Brigitte GUILLEN

« Ma démarche artistique est une évocation de la couleur, faisant constamment appel à un vocabulaire musical, avec des gammes, des tons et des harmonies chromatiques . Cette analogie n’est nullement hasardeuse : L’ harmonie s’offre au regard à partir des couleurs et des tons , de leur accord sur la toile, mais l’idée que l’on se fait de l’harmonie est , en peinture comme en musique liés à des visions d’époques .

Mon travail se décline en lignes, traces, couleurs et formes qui en jouant sur la toile se déploient, font valoir leur différence dans l’ensemble du tableau. Je recherche les couleurs de base qui sont faites à partir de pigments et un médium à l’huile, ainsi que des matières plus épaisses comme la pâte pour l’imprimerie . Il m’arrive aussi d’utiliser l’acrylique comme base de ma préparation. J’attends que l’une d’elle me captive pour faire ma première trace, ainsi découlera la deuxième et cela jusqu’à ce que le tableau me paraisse équilibré, stable et harmonieux, les éclaboussures et les coulures sont un plus à l’expression de la couleur et laissent s’épanouir la matière. Je lâche prise et donne libre court aux émotions du jour .

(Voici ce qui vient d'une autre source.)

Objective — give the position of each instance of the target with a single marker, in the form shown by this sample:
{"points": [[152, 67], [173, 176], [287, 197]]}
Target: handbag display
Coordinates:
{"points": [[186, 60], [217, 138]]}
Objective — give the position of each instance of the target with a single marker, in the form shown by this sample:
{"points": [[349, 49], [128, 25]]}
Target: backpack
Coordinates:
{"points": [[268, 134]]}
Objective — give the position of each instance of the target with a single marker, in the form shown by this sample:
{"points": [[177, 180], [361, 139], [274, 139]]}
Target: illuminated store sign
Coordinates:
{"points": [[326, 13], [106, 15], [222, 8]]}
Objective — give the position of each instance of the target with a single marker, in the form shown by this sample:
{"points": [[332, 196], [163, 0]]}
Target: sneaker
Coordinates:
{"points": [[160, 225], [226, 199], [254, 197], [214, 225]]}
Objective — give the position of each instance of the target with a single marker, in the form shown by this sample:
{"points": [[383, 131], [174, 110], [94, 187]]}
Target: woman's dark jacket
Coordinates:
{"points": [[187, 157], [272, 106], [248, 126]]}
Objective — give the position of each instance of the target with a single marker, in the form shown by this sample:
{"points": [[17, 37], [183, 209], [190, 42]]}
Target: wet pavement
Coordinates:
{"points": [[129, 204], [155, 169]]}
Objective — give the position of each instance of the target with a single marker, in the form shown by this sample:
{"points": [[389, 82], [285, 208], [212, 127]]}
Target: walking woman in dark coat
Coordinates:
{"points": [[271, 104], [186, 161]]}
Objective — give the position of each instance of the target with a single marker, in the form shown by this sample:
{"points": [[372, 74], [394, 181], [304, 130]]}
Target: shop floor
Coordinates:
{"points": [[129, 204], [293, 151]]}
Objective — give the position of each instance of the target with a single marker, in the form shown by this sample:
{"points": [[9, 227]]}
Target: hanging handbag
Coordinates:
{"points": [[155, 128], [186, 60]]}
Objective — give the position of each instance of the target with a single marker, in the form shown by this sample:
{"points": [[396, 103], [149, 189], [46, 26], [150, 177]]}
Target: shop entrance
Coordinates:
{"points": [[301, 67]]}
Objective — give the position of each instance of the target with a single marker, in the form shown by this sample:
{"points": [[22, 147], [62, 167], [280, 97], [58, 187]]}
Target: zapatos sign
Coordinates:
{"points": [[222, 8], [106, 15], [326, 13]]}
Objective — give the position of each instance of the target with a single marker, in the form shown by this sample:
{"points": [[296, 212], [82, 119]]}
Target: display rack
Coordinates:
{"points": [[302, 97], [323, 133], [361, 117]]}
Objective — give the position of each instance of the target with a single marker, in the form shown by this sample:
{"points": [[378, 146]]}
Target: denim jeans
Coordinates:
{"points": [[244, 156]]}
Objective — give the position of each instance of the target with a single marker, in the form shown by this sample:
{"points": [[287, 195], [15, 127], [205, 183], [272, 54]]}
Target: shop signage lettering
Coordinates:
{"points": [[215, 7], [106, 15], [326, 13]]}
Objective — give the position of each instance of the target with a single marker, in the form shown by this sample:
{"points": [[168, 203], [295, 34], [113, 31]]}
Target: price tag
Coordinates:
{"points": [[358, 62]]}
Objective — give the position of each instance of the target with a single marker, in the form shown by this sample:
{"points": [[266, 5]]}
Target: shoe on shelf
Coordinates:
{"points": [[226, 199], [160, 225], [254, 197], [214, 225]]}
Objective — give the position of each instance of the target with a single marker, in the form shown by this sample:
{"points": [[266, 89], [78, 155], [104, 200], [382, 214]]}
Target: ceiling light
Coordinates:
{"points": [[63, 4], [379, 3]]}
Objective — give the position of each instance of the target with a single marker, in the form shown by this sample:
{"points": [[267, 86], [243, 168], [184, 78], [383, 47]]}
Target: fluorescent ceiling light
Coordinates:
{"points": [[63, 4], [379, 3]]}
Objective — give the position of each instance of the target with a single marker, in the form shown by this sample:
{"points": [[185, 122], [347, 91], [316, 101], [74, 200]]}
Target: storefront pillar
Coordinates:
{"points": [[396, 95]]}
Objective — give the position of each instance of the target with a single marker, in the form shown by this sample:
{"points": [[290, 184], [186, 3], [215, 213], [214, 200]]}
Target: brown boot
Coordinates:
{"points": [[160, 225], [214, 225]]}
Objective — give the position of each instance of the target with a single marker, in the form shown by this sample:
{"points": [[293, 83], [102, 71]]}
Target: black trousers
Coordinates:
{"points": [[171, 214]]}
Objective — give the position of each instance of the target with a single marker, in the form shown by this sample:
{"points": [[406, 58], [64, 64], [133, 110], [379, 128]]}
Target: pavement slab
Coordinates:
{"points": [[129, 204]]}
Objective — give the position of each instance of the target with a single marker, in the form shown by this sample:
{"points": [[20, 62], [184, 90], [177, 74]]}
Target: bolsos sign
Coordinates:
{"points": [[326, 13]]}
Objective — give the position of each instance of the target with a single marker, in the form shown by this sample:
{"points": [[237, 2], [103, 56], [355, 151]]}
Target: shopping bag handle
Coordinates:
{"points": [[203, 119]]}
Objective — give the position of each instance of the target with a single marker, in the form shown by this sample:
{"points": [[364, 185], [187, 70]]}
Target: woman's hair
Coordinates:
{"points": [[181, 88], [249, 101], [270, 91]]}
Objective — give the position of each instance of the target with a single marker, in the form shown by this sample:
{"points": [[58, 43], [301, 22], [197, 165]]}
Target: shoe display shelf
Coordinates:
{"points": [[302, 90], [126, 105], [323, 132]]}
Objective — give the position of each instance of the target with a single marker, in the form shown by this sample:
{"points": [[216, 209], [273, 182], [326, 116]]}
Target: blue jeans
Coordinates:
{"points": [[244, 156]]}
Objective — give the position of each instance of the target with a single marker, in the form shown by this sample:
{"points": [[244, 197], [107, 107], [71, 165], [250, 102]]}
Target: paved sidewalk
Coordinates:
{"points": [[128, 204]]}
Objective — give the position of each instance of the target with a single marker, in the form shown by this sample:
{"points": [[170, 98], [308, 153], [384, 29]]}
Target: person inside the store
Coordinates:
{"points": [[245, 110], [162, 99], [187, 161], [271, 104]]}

Je travaille plusieurs semaines sur une toile voir plusieurs mois à plat par terre. Je construis et tisse ma toile pour capter mes émotions. J’explore, je contemple … Recherchant toujours de nouvelles sensations entre la couleur et moi, je quête un nouveau langage . L’harmonie d’une toile dépend de ces moments présents, je ne sais jamais ce que je veux peindre c’est toujours de l’ordre du ressenti et de l’énergie, mes gestes n’obéissent pas toujours au coeur, mais quand je sens une sorte d’état de grâce s’installer je sais pourquoi je suis là . La réalité physique de la couleur est définissable, mais son effet sur notre sensibilité est variable en fonction de nombreux éléments culturels et affectifs .

L’effet d’harmonie se produit quand les couleurs s’équilibrent les unes les autres. En recherchant ses nouveaux rapports de couleurs, je m’applique à inverser la place des valeurs.

Mes inspirations sont, les vieux murs, les façades de maisons, palissades, les ombres, affiches superposées, l’usure des murs et ses multicouches de peinture et de papier peint que représentent le temps passées, les émotions vécues, la nature, les fleurs, la faune.

Tous les peintres m’inspirent, en particulier Matisse ( tout est question de rapport ), Malevitch, Sonia Delaunay ( les couleurs de l’abstraction ), Kandinsky, Miró, Paul Klee, Rothko, Basquiat, Soulages, JP Pincemin, Alechinsky… et bien d’autres .

Plus qu’une simple inspiration l’art abstrait par l’ action painting et l’abstraction géométrique ou constructiviste, devient une véritable obsession esthétique. Mikel Dufrenne (1910-1995) philosophe, s’attache à décrire l’expérience esthétique vécue, comme un moyen privilégié que nous avons d’éprouver notre présence au sensible . Elle célèbre cette forme heureuse du sentir, ce haut moment de la perception où se révèle, à la limite du pensable, la connivence originaire de l’homme et du monde. Cet esthétisme de l’art abstrait devient alors une philosophie de l’image, qui peut être perçu comme absurde pour beaucoup. Albert Camus écrivait « – Si cela semble absurde , alors l’expérience est positive , c’est l’expérience de l’authenticité. ». Rester authentique à travers la peinture pour exprimer ses sensations de joie, de souffrance, de plaisir … Etre présent dans l’expérience – Etre soi.